Pu Shusen, Thomas Peter J
Department of Mathematics, Applied Mathematics, and Statistics, Case Western Reserve University, Cleveland, OH, USA.
Department of Biomedical Engineering, Vanderbilt University, Nashville, TN, USA.
Biol Cybern. 2021 Jun;115(3):267-302. doi: 10.1007/s00422-021-00877-7. Epub 2021 May 22.
Molecular fluctuations can lead to macroscopically observable effects.
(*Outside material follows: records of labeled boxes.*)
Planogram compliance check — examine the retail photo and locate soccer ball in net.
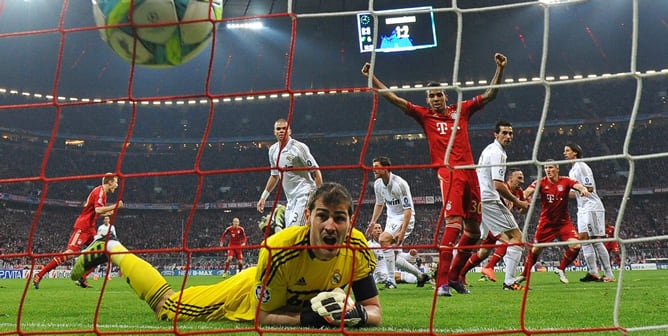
[91,0,223,68]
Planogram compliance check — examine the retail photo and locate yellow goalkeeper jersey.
[158,226,376,321]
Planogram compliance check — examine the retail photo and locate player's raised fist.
[362,62,371,77]
[494,53,508,67]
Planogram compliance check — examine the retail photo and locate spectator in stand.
[257,119,322,227]
[522,160,590,284]
[564,142,615,282]
[362,53,508,296]
[220,217,248,276]
[32,173,123,289]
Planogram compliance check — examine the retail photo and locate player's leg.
[577,211,601,282]
[436,168,464,296]
[32,229,87,289]
[555,221,582,283]
[590,211,615,282]
[378,231,397,289]
[448,170,482,294]
[223,253,234,275]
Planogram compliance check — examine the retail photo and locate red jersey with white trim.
[406,95,484,166]
[74,185,107,234]
[531,176,578,226]
[220,226,248,246]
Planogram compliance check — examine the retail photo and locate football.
[91,0,223,68]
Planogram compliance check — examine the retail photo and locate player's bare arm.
[494,180,529,211]
[362,62,408,112]
[573,183,591,197]
[256,175,278,213]
[95,201,123,216]
[481,53,508,105]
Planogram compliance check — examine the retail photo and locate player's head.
[427,82,448,112]
[373,156,392,179]
[543,159,559,181]
[494,120,513,148]
[102,173,118,193]
[274,118,292,142]
[371,223,383,240]
[304,182,353,260]
[564,142,582,160]
[508,168,524,189]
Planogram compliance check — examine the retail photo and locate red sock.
[436,223,462,287]
[37,256,65,278]
[448,231,479,281]
[559,247,580,270]
[522,252,538,278]
[459,253,482,278]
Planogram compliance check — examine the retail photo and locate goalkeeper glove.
[311,288,367,327]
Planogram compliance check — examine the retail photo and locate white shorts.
[385,219,415,240]
[285,194,309,228]
[480,200,519,239]
[578,211,605,237]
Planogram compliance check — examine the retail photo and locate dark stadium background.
[0,0,668,264]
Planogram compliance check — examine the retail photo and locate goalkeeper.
[72,183,381,328]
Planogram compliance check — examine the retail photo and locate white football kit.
[269,138,318,228]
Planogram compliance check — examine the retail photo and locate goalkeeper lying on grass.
[72,183,381,328]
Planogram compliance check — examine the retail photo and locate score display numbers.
[357,7,437,52]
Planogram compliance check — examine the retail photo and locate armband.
[299,309,332,329]
[260,189,269,201]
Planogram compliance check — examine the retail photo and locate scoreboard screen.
[357,6,437,52]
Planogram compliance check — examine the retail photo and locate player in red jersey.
[522,162,591,284]
[220,217,248,275]
[32,173,123,289]
[362,53,507,296]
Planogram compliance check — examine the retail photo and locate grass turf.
[0,270,668,336]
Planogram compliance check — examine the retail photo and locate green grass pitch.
[0,270,668,336]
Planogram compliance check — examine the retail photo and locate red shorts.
[533,221,578,243]
[227,248,244,260]
[67,228,96,252]
[438,168,482,223]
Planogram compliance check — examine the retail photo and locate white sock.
[503,245,522,286]
[383,249,397,285]
[396,254,422,277]
[582,244,598,276]
[594,242,615,279]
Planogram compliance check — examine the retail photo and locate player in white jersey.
[257,119,322,228]
[369,156,428,288]
[367,223,388,285]
[564,143,615,282]
[471,120,529,290]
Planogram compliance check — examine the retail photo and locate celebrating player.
[72,183,381,328]
[522,160,591,284]
[564,143,615,282]
[369,156,429,288]
[460,120,529,290]
[480,168,527,281]
[220,217,248,275]
[32,173,123,289]
[362,53,507,296]
[257,119,322,227]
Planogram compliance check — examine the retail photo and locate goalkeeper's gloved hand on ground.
[302,288,367,327]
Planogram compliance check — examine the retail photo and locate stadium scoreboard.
[357,6,437,53]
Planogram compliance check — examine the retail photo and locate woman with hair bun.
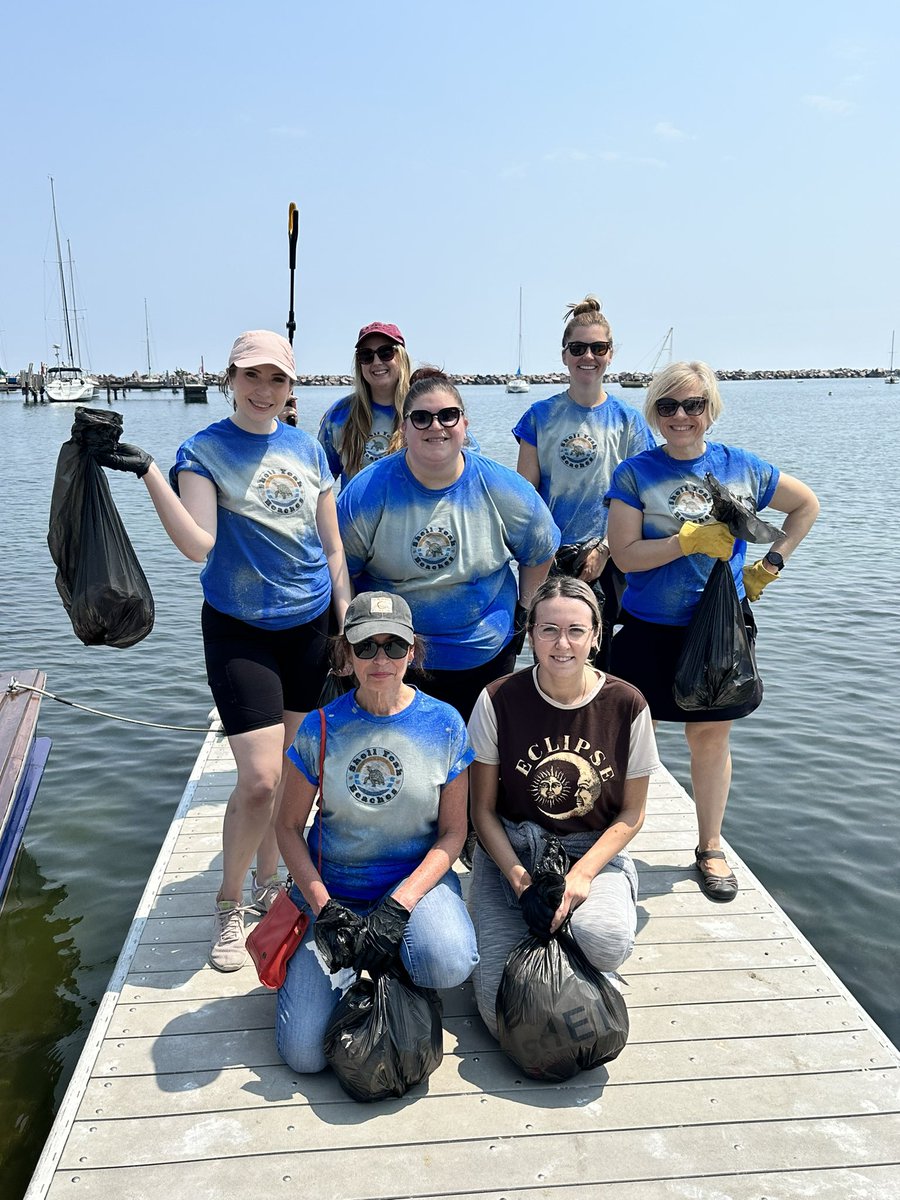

The random gating of ion channels in the membrane of a nerve cell provides an important example. The contributions of independent noise sources to the variability of action potential timing have not previously been studied at the level of molecular transitions within a conductance-based model ion-state graph. Here we study a stochastic Langevin model for the Hodgkin-Huxley (HH) system based on a detailed representation of the underlying channel state Markov process, the "[Formula: see text]D model" introduced in (Pu and Thomas in Neural Computation 32(10):1775-1835, 2020). We show how to resolve the individual contributions that each transition in the ion channel graph makes to the variance of the interspike interval (ISI). We extend the mean return time (MRT) phase reduction developed in (Cao et al. in SIAM J Appl Math 80(1):422-447, 2020) to the second moment of the return time from an MRT isochron to itself. Because fixed-voltage spike detection triggers do not correspond to MRT isochrons, the inter-phase interval (IPI) variance only approximates the ISI variance. We find the IPI variance and ISI variance agree to within a few percent when both can be computed. Moreover, we prove rigorously, and show numerically, that our expression for the IPI variance is accurate in the small noise (large system size) regime; our theory is exact in the limit of small noise. By selectively including the noise associated with only those few transitions responsible for most of the ISI variance, our analysis extends the stochastic shielding (SS) paradigm (Schmandt and Galán in Phys Rev Lett 109(11):118101, 2012) from the stationary voltage clamp case to the current clamp case. We show numerically that the SS approximation has a high degree of accuracy even for larger, physiologically relevant noise levels. Finally, we demonstrate that the ISI variance is not an unambiguously defined quantity, but depends on the choice of voltage level set as the spike detection threshold. We find a small but significant increase in ISI variance, the higher the spike detection voltage, both for simulated stochastic HH data and for voltage traces recorded in in vitro experiments. In contrast, the IPI variance is invariant with respect to the choice of isochron used as a trigger for counting "spikes."
分子涨落可导致宏观上可观测的效应。神经细胞膜中离子通道的随机门控就是一个重要例子。此前尚未在基于电导的模型离子态图的分子跃迁层面研究独立噪声源对动作电位时间变异性的贡献。在此,我们基于对基础通道状态马尔可夫过程的详细表示,研究霍奇金 - 赫胥黎(HH)系统的随机朗之万模型,即(Pu和Thomas在《神经计算》32(10):1775 - 1835, 2020中引入的)“[公式:见原文]D模型”。我们展示了如何解析离子通道图中每个跃迁对峰间期(ISI)方差的个体贡献。我们将(Cao等人在《SIAM应用数学杂志》80(1):422 - 447, 2020中提出的)平均返回时间(MRT)相位约简扩展到从MRT等时线到其自身的返回时间的二阶矩。由于固定电压尖峰检测触发与MRT等时线不对应,相间间隔(IPI)方差仅近似于ISI方差。我们发现当两者都可计算时,IPI方差和ISI方差在百分之几的范围内一致。此外,我们严格证明并通过数值表明,我们的IPI方差表达式在小噪声(大系统规模) regime中是准确的;我们的理论在小噪声极限下是精确的。通过选择性地仅包含与导致大部分ISI方差的少数跃迁相关的噪声,我们的分析将随机屏蔽(SS)范式(Schmandt和Galán在《物理评论快报》109(11):118101, 2012中提出的)从稳态电压钳情况扩展到电流钳情况。我们通过数值表明,即使对于更大的、生理相关的噪声水平,SS近似也具有高度准确性。最后,我们证明ISI方差不是一个明确界定的量,而是取决于作为尖峰检测阈值设置的电压水平的选择。我们发现,对于模拟的随机HH数据和体外实验中记录的电压迹线,尖峰检测电压越高,ISI方差有小幅但显著的增加。相比之下,IPI方差对于用作计数“尖峰”触发的等时线的选择是不变的。